一个时辰,魏天觉得喉轮的灵液如水滴一样滴落,恍如家中的雨夜,雨滴从房梁滴入水盆,清脆而有节律,一圈圈涟漪在心中荡漾开去。两个时辰,心轮的八条气脉已渐聚渐满,渐有了胀痛的感觉。三个时辰,见师父站起身,陡然解了后轮的结印,顿时压力下移,如洪荒巨流,摧腐拉朽,轰然冲向心轮,巨大的冲击力是结印灵光大炽;见前无去路,巨流猛然回头撞入魏天心脉。犹如巨锤撞向铜钟,魏天感觉心都快被冲碎了,身子也摇摇欲坠。
“道儿,坚持住,清心咒不要停。”寇谦之双掌抚在魏天心脏之上,灵力护住心脉。
感觉好了很多,魏天坐直身子,咬咬牙,心中再次默念清心咒。
一浪盖过一浪,一浪强过一浪,冲击过结印之后撞向心脉,像海潮一样无休无止,像暮?一样避无可避。魏天心轮以上的气脉连同心脉散发着淡红色的气体,连呼出的浊气也变成了淡红,像一个燃烧的火炉。
更辛苦的是寇谦之,一边将灵力打入结印,一边用灵力护住魏天心脉。结印若被冲毁,魏天一生就再也爬不起来了;如是心脉被撞毁,直接死亡,毫无悬念。“忍住啊,小子,一定要忍住。“寇谦之心中不停的祷念。

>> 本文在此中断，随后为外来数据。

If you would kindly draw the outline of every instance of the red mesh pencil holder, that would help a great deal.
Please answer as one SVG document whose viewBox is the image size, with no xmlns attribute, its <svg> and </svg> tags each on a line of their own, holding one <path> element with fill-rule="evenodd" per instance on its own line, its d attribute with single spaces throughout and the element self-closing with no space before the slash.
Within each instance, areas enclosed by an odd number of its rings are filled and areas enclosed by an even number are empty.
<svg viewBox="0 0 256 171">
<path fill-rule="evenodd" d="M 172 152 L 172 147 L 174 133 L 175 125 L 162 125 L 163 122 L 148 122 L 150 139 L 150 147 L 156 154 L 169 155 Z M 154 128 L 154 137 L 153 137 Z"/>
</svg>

有一个时辰过去,魏天像水泡的稻草,下身的裤子早已湿透;不过喉轮传来的压力明显弱了好多,心脏紧张而有力的跳动,一种劫后余生打的感觉油然而生。嘴里的丹药也已化尽,最后一缕也已渗入眉心。
寇谦之松了口气,缓缓地说:“把第二个灵药放到嘴了,含服。”
魏天依师傅之言,把丹药放到口中,含在舌下。只觉一股清泉般从嘴里冒出,直顶上眉心,刚接到顶轮的灵力,却又生生掐断,接着又是一股,又被掐断。这一股股灵力带着一股股冲力,冲击着刚刚平静下来几轮带的灵力,形成一阵阵的震荡。师傅竟能炼出这样的灵药,真是巧夺天工。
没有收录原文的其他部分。